Securing all 27 signatures on Omnibus II wording remains a challenge
European regulators have three months to hammer out the ground rules for Solvency II if insurers are to have enough time to prepare for the implementation of the directive in 2013, the ABI has warned.
A draft version of Omnibus II, the document outlining the framework for Solvency II, is still being debated by the European Council of Ministers.
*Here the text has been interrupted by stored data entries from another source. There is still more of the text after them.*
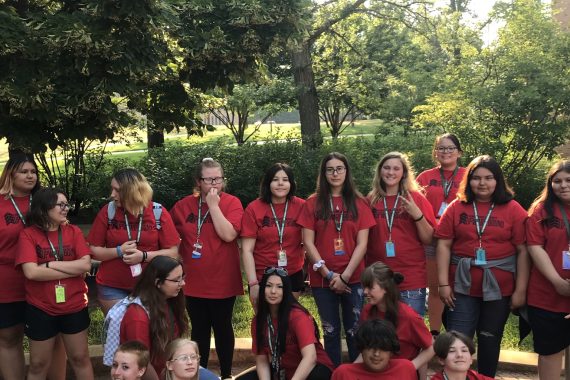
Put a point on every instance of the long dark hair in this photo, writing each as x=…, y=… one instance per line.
x=379, y=273
x=265, y=186
x=547, y=196
x=154, y=300
x=44, y=200
x=502, y=194
x=288, y=302
x=349, y=191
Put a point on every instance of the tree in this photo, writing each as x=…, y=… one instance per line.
x=512, y=99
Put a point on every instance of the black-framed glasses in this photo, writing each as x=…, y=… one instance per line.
x=212, y=180
x=185, y=358
x=338, y=169
x=446, y=149
x=177, y=280
x=63, y=206
x=280, y=271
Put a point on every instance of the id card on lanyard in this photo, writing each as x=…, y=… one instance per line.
x=136, y=269
x=480, y=253
x=59, y=288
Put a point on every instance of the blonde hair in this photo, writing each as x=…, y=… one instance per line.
x=134, y=190
x=407, y=183
x=174, y=346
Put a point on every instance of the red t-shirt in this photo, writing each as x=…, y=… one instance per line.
x=412, y=331
x=216, y=274
x=135, y=325
x=258, y=223
x=410, y=259
x=34, y=247
x=430, y=180
x=400, y=369
x=552, y=237
x=505, y=230
x=471, y=375
x=10, y=227
x=300, y=333
x=326, y=233
x=115, y=272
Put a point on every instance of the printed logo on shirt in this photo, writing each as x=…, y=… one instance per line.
x=11, y=218
x=465, y=218
x=45, y=253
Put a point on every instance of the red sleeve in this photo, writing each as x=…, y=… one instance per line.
x=135, y=325
x=168, y=235
x=98, y=233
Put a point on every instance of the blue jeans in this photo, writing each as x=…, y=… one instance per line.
x=328, y=303
x=416, y=299
x=486, y=318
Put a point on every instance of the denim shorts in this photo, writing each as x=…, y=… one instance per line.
x=108, y=293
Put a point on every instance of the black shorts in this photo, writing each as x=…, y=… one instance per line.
x=550, y=331
x=297, y=281
x=12, y=314
x=42, y=326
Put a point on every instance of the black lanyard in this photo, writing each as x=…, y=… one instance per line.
x=59, y=244
x=129, y=227
x=18, y=209
x=446, y=185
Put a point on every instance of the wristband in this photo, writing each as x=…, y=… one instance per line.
x=318, y=265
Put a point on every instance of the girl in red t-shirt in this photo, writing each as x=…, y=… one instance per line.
x=482, y=238
x=270, y=233
x=455, y=353
x=159, y=289
x=285, y=336
x=380, y=285
x=209, y=223
x=548, y=240
x=335, y=222
x=404, y=224
x=54, y=257
x=440, y=185
x=126, y=239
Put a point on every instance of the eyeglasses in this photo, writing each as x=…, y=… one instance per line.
x=446, y=149
x=280, y=271
x=338, y=169
x=187, y=358
x=177, y=280
x=213, y=181
x=63, y=206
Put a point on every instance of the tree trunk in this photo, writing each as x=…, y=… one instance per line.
x=307, y=96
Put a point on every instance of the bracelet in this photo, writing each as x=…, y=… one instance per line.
x=318, y=265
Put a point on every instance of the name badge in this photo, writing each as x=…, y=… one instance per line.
x=390, y=249
x=338, y=247
x=197, y=252
x=136, y=270
x=59, y=293
x=480, y=256
x=282, y=258
x=442, y=209
x=565, y=259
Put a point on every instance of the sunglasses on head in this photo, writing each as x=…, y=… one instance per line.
x=278, y=270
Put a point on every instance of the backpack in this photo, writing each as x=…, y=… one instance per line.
x=112, y=327
x=156, y=210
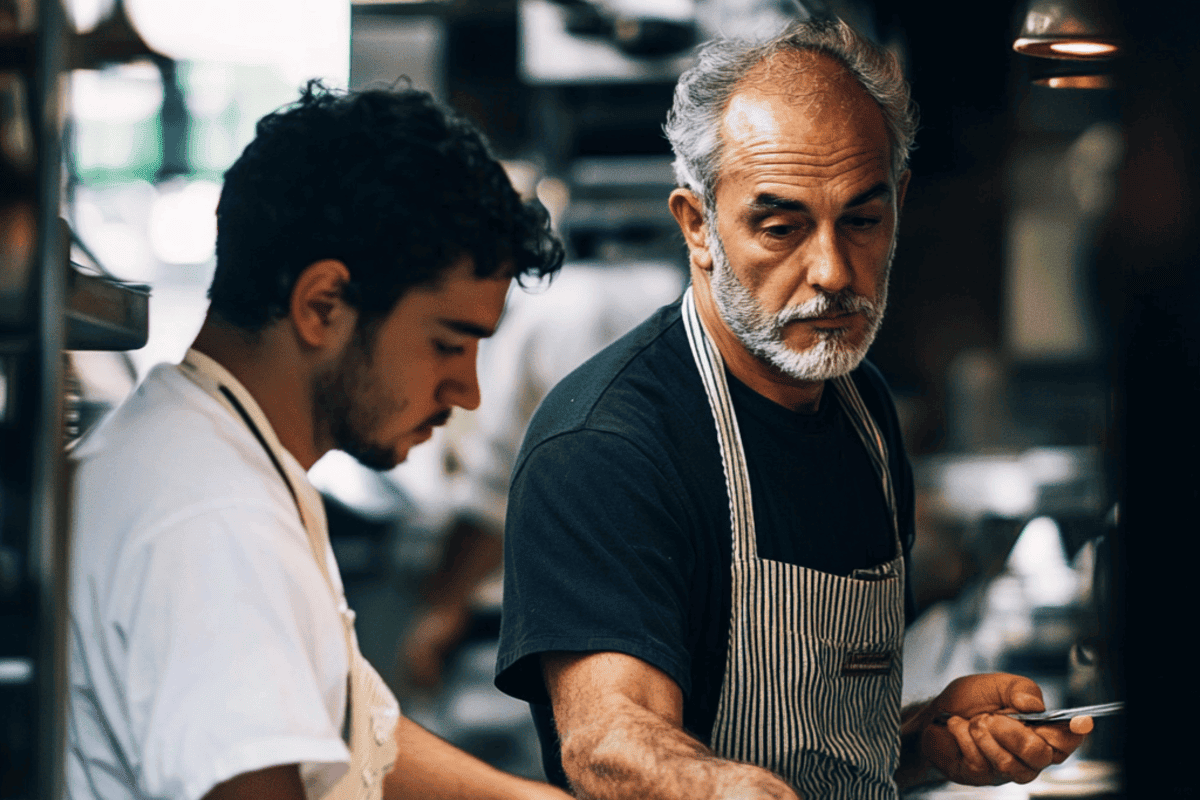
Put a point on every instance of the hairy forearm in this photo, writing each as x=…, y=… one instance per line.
x=631, y=752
It will then still have to be ratified by the European Parliament.
But securing all 27 member states’ agreement on the wording of Omnibus II continues to be difficult.
An ABI spokesman said insurers need to have a draft ready within three months to guide insurers in preparing the bespoke internal models that will determine how much capital they must set aside on their balance sheets. “The internal models will take a year for the regulator to sign off,” he said. “We haven’t got much time to take things on trust.”
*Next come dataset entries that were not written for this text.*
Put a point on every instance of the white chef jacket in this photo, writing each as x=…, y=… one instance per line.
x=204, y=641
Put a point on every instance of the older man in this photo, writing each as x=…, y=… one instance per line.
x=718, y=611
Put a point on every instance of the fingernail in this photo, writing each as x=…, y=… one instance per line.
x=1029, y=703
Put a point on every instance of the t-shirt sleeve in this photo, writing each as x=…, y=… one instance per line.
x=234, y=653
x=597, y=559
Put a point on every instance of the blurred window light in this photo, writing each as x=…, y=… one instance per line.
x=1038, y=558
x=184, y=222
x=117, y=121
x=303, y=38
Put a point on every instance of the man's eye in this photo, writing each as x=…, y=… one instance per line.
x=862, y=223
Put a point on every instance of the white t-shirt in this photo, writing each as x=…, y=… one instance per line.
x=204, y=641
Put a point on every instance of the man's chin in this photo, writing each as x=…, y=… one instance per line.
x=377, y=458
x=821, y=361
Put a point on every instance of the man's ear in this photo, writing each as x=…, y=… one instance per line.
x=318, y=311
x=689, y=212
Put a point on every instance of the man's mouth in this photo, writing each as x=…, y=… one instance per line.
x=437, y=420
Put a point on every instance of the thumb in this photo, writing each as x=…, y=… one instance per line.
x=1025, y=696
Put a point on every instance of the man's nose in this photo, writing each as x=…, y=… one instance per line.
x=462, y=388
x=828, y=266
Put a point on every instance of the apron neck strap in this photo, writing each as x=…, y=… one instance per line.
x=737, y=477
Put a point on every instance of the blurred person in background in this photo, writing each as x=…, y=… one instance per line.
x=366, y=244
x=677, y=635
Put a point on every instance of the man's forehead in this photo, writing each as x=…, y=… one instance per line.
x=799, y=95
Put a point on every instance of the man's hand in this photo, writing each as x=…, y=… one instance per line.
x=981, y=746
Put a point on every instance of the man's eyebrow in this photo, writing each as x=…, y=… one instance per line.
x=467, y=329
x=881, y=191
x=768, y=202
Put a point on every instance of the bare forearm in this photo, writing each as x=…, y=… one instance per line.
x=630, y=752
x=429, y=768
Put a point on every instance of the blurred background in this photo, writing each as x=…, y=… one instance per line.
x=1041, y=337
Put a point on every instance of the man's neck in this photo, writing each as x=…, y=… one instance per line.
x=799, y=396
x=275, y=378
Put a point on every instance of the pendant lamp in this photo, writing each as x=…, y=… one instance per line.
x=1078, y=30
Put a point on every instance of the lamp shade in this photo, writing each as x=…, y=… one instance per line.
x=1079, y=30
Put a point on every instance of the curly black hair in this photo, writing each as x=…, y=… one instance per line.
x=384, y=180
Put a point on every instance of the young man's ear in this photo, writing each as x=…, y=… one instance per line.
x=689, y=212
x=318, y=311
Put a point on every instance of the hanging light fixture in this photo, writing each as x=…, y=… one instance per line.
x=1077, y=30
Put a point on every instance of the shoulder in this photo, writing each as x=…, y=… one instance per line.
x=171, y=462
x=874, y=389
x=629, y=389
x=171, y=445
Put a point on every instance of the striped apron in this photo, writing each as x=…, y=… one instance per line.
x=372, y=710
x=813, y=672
The ABI is also worried that the transitional measures – notably those prohibiting insurers from holding certain types of capital – will spark a fire sale of such assets.
Concerns over the industry’s readiness for Solvency II were heightened by a Deloitte survey this week, which shows that only 46% of UK insurers think the industry will be ready for the planned Solvency II implementation date of 1 January 2013.
It also demonstrates 40% of firms have less than 40% of the staff they need to comply with Solvency II.
Deloitte insurance partner Francesco Nagari said: “If you have only a half or a quarter of the resources you need in order to be compliant, that will have a major impact.”